Пусть будет так. Он повернулся – и вдруг боковым зрением увидел Мардонотавра. Зверь стоял в пол-оборота к нему и будто прислушивался к чему-то, наклонив голову. Но когда император осторожно переместил взгляд на него, зверь пропал – остались только черепки разбитой посуды, сваленные кучей стулья и грязные разводы на прорванных шёлковых обоях…
Мелиора. Болотьё
Как всегда перед боем, Алексей испытывал то, что сам называл "лихорадочным спокойствием". В каком-то смысле он любил это состояние: тревоги и заботы мельчали, всяческие занозы в душе и сердце переставали колоть… и вообще мир упрощался. Он упрощался до такой степени, что становился почти понятен. Как будто удавалось посмотреть на него сверху. Не различить было деталей, но – схватывалась картина. Она даже могла запомниться на некоторое время…

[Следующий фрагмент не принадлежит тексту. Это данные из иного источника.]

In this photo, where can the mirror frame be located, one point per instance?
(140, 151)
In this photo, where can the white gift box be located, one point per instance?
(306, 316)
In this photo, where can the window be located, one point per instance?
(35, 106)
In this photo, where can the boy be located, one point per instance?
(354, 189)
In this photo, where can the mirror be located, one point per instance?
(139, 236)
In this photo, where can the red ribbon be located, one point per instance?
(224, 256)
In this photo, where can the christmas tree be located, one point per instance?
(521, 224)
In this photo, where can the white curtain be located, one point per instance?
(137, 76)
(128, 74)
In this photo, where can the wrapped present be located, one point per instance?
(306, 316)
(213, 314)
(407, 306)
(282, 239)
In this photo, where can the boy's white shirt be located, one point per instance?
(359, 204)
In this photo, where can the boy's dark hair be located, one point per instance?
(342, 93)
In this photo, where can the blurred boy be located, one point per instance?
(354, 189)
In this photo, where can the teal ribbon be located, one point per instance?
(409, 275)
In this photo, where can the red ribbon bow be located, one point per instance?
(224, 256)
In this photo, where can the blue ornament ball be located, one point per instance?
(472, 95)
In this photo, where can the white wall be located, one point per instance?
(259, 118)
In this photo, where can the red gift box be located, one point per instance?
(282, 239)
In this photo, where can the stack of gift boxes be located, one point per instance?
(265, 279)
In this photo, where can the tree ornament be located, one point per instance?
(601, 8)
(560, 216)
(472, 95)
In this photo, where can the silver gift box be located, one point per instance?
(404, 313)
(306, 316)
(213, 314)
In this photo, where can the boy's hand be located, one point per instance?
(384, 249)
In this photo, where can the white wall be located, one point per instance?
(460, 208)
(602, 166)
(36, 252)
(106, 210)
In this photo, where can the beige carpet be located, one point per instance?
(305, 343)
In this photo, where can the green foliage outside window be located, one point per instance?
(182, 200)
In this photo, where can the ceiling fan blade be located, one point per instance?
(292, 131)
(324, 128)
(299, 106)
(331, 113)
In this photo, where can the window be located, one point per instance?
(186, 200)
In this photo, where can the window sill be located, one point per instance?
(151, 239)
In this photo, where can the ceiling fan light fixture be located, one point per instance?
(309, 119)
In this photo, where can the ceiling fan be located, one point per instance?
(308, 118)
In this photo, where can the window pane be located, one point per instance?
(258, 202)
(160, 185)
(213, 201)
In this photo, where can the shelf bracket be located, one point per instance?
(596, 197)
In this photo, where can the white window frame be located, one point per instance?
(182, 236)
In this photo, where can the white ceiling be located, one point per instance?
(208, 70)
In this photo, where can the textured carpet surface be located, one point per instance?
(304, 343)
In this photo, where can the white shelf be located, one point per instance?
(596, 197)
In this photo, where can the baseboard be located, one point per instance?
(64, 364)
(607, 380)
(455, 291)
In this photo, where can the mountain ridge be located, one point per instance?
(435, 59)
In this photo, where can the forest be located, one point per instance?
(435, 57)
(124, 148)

Беда только, что в этом состоянии картина мира не представляла для него ни малейшего интереса.
Потом, если удастся выжить, можно будет попытаться перебрать то, что задержалось в памяти: обрывки и лоскутки… Примерно так, как тревожным утром вспоминаешь остатки странного сна.
И так же, как иногда сон много времени спустя вспоминается весь, каким-то узором совпав с лицом, событием, положением тел, фигурой речи – так и по завалявшемуся где-то в тёмном чуланчике обрывку картины восстанавливаешь вдруг её всю – и понимаешь, что в действиях своих, слепых, наивных, – был прав.
Или не был прав.
Но для этого нужно выжить, а ещё – потом – нужно спокойствие. И скука. Лучше всего – зимняя скука. Дорожки меж сугробов и мягкие медленные хлопья сверху, и прямые синие столбы дымов. И можно подцепить ладонью снег и умыть лицо, умыть глаза, унять исходящий из них жар…
Он мысленно умылся снегом и посмотрел направо, потом налево.
Воины его отбегали в сторонку, чтобы помочиться. Обе пушки стояли готовые к бою, фитили дымились. Те воины, что оставались с ним при пушках, как-то сразу стали отличаться от остальных.
Туман будто бы начинал подниматься. Или просто делалось светлее от неба. Птицы, только что оравшие весело там, впереди, неуверенно замолкали и теперь скорее переговаривались, чем пели…
– Час, – сказал Азар. – На конь, орлы.
Двенадцать коней пробарабанили копытами по мосту и, разворачиваясь в линию, мягко помчались рысью кто по дороге, кто вдоль дороги по целине… Всадники накладывали стрелы на тетивы, держа ещё по две-три в зубах. Алексей не знал, видит он уже – или мерещится, или просто сгустились тени: конная колонна шла навстречу его двенадцати. Кони, как быки, с наклонёнными головами…
В тумане можно узреть хоть чёрта, хоть Бога с дружками…
Нет, мерещится: погрузились в тени и пропали сами.